Rural community hospitals across America were struggling to keep their doors open prior to COVID-19 and the pandemic has placed an even more significant strain on their viability. However, for Lincoln Health System, the impact of COVID-19 has been lightened through the CARES ACT Paycheck Protection Program.
With the blessings of the Lincoln County Commission, Lincoln Health System has applied for and received a $4,280,000 loan funded by the Paycheck Protection Program, allowing the recall of 16 furloughed full-time employees and the reinstatement of hours cut for other personnel.

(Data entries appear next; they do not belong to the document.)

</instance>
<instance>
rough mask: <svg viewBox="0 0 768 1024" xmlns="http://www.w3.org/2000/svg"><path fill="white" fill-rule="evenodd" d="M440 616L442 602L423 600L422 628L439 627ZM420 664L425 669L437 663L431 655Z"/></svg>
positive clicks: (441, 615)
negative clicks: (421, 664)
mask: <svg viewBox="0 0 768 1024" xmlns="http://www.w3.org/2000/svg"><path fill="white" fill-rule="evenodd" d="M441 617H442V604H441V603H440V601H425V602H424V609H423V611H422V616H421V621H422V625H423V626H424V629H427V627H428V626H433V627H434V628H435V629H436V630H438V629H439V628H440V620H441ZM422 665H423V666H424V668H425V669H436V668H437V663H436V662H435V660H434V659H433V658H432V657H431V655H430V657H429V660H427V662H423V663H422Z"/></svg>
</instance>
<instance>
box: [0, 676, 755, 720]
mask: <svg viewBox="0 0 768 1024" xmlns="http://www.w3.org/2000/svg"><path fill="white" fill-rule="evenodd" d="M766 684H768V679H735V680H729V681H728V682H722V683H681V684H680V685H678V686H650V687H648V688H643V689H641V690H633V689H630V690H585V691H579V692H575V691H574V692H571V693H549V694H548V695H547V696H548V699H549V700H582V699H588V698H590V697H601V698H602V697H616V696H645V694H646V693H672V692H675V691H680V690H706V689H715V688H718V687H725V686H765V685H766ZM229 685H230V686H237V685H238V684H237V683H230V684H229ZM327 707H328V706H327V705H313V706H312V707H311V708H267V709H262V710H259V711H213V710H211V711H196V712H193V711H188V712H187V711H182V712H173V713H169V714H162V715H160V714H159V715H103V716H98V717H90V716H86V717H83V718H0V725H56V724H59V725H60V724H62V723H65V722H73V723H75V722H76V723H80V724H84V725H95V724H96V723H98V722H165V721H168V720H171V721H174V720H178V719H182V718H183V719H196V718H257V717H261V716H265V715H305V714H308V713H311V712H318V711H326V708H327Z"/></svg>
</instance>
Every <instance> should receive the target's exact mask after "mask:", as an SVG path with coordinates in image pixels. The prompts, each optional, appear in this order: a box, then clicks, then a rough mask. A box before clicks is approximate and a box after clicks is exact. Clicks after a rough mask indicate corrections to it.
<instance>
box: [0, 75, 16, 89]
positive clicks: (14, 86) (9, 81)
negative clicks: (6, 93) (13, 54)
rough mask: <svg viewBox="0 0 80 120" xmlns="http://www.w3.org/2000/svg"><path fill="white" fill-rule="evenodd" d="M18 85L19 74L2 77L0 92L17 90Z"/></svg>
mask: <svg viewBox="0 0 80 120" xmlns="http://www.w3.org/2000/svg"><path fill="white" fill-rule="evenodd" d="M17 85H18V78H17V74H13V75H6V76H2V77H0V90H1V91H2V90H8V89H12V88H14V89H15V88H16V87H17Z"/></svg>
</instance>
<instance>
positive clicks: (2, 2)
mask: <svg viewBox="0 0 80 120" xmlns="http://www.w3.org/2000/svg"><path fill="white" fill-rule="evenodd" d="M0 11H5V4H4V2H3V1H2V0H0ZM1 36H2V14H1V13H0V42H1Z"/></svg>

According to interim hospital CEO Russ Spray, “Volume and utilization of services of hospitals has plummeted during the COVID-19 pandemic.” For LHS, that meant a reduction of approximately $2 million in gross charges each month during the COVID-19 pandemic.
Katie Stovall, LHS Director of Business Development said the drop in revenue was due to a combination of a reduction in services offered by the hospital such as elective surgeries, the state-wide mandated closure of facilities offering some of the services of the Patrick Rehab and Wellness Center such as the pool and gym along with people’s fears of coming into the hospital. The least affected of the three arms of Lincoln Health System was the 168 bed Donaldson Care Center.
Prior to COVID-19, the hospital averaged 3,000 outpatient visits per month but declined to around 1,800 since the pandemic. Emergency room admissions dropped form an average daily census of 39 to 21. Stovall said those figures are already improving.
A provision of the Coronavirus Aid, Relief and Economic Security Act (CARES ACT), the Paycheck Protection Program, administered by the Small Business Administration, provides for forgiveness of up to the full principal amount of the loan. The intent is to provide economic relief for businesses adversely affected by COVID-19 and allow workers to return to their jobs.
While 16 employees were furloughed, the reduction in the workforce for Lincoln Health System actually was equivalent to the loss of 40 full-time employees based not only on furloughed staff but also on reduction in hours for other staff. The LHS payroll decreased from $1,610,990 for the equivalent hours of 364 employees to $1,420,265 equating to 324 full-time employee hours.
Spray said that immediately upon the closure of the loan, all furloughed staff were called back and hours were restored to those who had their hours reduced. Spray added that almost all the staff had opted to return with only a few waiting until they felt the risk of COVID-19 was reduced - mainly those with existing health problems. In order to have the loan forgiven, employees must be paid during an eight week stretch of the program. At the end of that eight week period, documentation will be submitted to the Small Business Administration and the amount of “forgiveness” will be determined. Spray said that he anticipates that the loan will be 100 percent converted into a grant.
“The loan forgiveness component is what made it appealing to us and made it a good fit, allowing us to the ability to recall works,” said Stovall.
The loan closed May 6 with $1,057,300 designated for Donaldson Care Center and $3,222,600 set aside for the hospital and Patrick Wellness Rehab. The loan was processed through First Bank in Fayetteville.